La battaglia di Magnesia coinvolse truppe della Repubblica romana e dell'impero seleucide. Si consumò nella pianura a nord di Magnesia ad Sipylum attualmente Manisa (detta anche Corupedio). La principale fonte d'informazione storica al riguardo è Tito Livio, il cui proposito era però di glorificare le virtù romane e che ha lasciato dati distorti sui numeri dei soldati spiegati in battaglia e caduti, recentemente riconsiderati e rivisti da vari studiosi. Durante la guerra romano-siriaca, dopo un vano tentativo di resistere in Grecia alle truppe romane (battaglia delle Termopili del 191 a.C.), Antioco III ripiegò in Asia ed allestì un potente esercito. A continuare le operazioni contro Antioco ed a portare le armi in Asia fu, nel 190 a.C., scelto il console Lucio Cornelio Scipione, al quale, in qualità di luogotenente e forse anche per giovargli con la sua preziosa esperienza e il suo provato valore, volle spontaneamente aggiungersi il fratello Publio Cornelio Scipione.
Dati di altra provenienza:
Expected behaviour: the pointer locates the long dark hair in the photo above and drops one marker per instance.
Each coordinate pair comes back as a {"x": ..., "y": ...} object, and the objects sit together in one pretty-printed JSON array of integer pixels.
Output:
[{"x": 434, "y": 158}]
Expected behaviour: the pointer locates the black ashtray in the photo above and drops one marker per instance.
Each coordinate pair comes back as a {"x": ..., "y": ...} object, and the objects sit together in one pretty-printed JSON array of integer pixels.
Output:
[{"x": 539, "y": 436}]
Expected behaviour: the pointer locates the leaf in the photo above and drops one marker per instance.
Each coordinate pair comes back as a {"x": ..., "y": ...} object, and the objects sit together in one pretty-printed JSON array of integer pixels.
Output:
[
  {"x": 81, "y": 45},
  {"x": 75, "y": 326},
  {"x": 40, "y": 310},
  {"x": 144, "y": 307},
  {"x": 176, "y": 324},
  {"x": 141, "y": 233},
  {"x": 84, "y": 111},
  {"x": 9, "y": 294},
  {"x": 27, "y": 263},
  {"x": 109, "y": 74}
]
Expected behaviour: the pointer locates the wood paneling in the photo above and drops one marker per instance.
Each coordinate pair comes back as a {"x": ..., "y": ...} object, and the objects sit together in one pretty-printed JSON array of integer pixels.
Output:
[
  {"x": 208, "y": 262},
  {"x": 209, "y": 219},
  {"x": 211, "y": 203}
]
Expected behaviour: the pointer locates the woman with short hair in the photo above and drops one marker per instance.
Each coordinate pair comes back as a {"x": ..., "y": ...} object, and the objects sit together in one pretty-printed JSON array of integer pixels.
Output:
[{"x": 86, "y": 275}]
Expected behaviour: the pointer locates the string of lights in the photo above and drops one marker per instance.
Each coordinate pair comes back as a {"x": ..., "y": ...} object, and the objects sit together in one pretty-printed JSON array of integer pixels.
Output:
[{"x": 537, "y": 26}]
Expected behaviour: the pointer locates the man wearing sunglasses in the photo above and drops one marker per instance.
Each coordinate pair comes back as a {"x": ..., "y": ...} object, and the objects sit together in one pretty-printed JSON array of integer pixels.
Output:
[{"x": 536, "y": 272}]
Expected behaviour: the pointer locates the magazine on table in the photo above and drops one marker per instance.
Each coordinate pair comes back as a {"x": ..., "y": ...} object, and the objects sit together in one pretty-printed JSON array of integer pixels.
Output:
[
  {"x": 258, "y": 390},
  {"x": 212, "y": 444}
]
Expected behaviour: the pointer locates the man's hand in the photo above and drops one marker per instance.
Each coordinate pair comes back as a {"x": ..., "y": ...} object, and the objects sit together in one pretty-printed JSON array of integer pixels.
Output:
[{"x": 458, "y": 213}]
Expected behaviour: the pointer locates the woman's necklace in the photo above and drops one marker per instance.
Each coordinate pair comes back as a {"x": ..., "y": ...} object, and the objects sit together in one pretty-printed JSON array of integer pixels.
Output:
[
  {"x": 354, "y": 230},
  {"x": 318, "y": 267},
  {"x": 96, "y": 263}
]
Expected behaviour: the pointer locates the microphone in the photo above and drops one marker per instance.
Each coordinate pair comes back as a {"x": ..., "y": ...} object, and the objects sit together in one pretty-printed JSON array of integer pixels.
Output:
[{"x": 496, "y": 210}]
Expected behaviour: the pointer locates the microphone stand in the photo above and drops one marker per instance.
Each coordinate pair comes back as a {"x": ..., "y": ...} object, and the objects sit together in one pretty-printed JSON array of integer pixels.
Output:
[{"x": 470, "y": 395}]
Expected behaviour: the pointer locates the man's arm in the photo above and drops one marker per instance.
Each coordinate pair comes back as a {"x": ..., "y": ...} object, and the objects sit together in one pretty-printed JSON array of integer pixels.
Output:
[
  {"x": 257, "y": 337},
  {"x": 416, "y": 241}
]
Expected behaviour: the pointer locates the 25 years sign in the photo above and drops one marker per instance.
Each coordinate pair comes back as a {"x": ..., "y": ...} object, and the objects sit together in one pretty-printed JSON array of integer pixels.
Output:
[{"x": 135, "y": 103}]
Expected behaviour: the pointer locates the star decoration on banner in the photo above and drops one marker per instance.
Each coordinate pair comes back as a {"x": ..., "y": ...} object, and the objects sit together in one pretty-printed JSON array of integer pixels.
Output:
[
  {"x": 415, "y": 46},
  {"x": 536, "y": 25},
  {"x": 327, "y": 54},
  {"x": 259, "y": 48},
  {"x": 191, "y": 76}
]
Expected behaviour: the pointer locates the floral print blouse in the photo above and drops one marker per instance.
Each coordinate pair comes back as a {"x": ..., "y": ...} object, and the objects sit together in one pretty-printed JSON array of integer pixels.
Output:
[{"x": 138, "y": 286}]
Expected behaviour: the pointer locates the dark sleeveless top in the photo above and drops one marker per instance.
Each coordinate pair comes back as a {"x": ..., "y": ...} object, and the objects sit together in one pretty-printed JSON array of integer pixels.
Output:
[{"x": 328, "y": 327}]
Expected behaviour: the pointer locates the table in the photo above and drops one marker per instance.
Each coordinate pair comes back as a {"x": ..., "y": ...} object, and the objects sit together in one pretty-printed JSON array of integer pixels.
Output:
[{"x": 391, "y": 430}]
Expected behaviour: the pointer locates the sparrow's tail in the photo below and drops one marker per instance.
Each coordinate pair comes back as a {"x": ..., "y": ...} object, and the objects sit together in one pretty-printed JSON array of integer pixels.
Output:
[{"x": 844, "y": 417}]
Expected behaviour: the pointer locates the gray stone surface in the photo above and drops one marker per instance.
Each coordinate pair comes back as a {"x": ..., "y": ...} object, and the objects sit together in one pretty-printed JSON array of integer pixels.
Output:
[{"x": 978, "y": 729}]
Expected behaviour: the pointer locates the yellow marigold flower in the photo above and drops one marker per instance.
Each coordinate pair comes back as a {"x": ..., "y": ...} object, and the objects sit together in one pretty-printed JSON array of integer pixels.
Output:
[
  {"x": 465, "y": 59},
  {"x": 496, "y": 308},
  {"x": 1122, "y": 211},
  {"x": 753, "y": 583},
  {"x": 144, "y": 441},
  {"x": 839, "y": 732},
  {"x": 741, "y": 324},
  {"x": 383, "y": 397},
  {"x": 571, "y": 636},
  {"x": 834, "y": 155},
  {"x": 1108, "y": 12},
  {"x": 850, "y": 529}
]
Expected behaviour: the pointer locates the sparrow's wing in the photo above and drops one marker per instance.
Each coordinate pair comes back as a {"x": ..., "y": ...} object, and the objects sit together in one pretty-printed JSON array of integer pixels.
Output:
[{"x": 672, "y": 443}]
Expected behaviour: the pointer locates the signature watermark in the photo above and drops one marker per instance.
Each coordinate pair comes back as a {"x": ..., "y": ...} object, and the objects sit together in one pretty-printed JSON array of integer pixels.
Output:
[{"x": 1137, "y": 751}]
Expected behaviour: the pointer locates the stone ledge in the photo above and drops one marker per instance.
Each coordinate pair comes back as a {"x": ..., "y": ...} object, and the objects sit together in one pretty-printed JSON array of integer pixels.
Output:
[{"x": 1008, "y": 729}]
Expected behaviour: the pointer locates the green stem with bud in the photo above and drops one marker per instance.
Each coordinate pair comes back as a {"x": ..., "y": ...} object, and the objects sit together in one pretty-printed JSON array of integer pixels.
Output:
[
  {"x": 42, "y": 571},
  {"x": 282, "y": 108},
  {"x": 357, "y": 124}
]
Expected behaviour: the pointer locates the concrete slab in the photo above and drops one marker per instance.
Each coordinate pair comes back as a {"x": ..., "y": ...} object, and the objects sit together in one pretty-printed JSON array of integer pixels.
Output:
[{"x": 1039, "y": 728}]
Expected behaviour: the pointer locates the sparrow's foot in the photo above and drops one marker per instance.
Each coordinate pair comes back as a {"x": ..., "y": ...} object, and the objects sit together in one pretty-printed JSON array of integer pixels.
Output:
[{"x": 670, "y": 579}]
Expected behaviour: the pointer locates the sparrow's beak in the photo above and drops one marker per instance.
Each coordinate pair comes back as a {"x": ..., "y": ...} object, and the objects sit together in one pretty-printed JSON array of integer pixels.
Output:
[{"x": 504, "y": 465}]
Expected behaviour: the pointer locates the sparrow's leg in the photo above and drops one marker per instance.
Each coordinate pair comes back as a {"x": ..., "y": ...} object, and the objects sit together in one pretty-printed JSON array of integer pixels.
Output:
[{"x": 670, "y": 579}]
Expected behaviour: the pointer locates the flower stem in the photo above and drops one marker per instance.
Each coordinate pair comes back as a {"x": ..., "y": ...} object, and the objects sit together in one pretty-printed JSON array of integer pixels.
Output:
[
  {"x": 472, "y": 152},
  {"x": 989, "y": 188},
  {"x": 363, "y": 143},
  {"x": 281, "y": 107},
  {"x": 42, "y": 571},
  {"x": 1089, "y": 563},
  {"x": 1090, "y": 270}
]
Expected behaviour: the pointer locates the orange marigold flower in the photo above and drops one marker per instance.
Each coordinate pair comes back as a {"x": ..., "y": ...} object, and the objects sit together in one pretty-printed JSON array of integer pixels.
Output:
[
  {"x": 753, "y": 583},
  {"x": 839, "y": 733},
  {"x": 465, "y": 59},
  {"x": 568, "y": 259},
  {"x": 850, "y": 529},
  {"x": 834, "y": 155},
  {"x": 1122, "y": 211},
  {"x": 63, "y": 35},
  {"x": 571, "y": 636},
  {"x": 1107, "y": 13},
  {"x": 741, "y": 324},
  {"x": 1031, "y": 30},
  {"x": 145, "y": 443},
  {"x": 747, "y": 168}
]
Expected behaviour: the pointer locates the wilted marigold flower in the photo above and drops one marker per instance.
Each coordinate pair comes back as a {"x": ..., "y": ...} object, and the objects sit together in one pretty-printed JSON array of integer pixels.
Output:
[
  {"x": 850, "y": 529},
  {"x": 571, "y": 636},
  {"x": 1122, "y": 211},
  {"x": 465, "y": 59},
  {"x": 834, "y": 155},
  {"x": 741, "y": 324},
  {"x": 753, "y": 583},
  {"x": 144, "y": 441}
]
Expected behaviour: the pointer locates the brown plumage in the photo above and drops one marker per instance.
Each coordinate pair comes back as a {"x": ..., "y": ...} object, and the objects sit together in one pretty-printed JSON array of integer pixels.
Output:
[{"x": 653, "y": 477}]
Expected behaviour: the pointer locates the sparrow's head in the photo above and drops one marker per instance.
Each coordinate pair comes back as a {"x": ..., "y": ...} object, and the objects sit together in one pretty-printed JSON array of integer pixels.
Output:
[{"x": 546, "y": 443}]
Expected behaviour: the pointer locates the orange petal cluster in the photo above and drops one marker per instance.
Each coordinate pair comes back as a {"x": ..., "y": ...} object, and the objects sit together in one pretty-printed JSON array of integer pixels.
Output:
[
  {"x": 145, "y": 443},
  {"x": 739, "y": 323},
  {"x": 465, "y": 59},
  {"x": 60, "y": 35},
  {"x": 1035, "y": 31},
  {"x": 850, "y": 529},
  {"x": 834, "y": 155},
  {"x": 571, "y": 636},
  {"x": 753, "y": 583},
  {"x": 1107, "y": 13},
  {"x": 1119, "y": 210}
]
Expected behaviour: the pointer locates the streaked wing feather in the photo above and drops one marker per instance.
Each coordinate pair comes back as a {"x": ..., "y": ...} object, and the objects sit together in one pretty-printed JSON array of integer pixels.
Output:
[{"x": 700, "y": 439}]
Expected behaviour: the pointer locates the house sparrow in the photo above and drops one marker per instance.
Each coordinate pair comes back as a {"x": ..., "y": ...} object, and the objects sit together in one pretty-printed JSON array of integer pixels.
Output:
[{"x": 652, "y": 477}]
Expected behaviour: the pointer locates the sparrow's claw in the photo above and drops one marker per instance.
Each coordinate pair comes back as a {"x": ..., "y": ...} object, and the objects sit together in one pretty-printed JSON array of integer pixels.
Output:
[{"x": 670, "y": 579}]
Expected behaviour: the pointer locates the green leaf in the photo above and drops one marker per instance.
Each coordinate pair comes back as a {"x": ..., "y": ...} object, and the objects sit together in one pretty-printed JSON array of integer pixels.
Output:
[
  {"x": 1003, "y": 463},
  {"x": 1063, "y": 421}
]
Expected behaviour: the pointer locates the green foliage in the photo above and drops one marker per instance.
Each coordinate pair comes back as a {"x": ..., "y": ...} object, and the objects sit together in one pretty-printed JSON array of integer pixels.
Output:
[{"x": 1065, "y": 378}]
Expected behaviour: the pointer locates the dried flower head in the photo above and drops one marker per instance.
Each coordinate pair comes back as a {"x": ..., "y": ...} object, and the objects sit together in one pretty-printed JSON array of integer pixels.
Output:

Nel tardo 190 a.C., sorprendendo Antioco III, i Romani attraversano per la prima volta nella storia l'Ellesponto. Incalzato dai Romani, Antioco arretrò presso Magnesia dove la pianura, attraversata dal fiume Frigio, si prestava alle manovre della sua cavalleria e dei suoi carri da guerra. Antioco, quando si rese conto che il suo piano era fallito e non poteva più vincere, si ritirò riparando a Sardi e poi ad Apamea da dove nel 188 a.C. firmò la pace con i Romani. Era ancora a capo di un esercito numeroso, ma politicamente e strategicamente l'impero seleucide si ritrovava in svantaggio, e dovette così rinunciare alla Grecia che divenne quindi parte della sfera d'influenza romana. La sconfitta limitò fortemente anche le ambizioni di consolidamento imperiale in Asia Minore e rinnovò l'indipendenza delle lontane satrapie di Partia e Battriana, che nel secolo precedente si erano già ribellate.

La battaglia divenne inoltre un esempio di come la falange di tipo macedone fosse vulnerabile se sprovvista di supporto ai fianchi e in mancanza di cavalleria disponibile ad attuare la tattica avvolgente ad "incudine e martello" con cui colpire l'avversario. Le fonti romane del tempo riportano che, al termine della battaglia, le perdite selucidi ammontarono a circa 53 000 uomini, mentre quelle romane furono di soli 300. Per quanto la battaglia di Magnesia sia stata una delle più importanti vittorie della storia romana, la stima dei caduti non risulta plausibile e deve essere interpretata ricordando il fine "propagandistico" dei resoconti scritti dagli storici del tempo.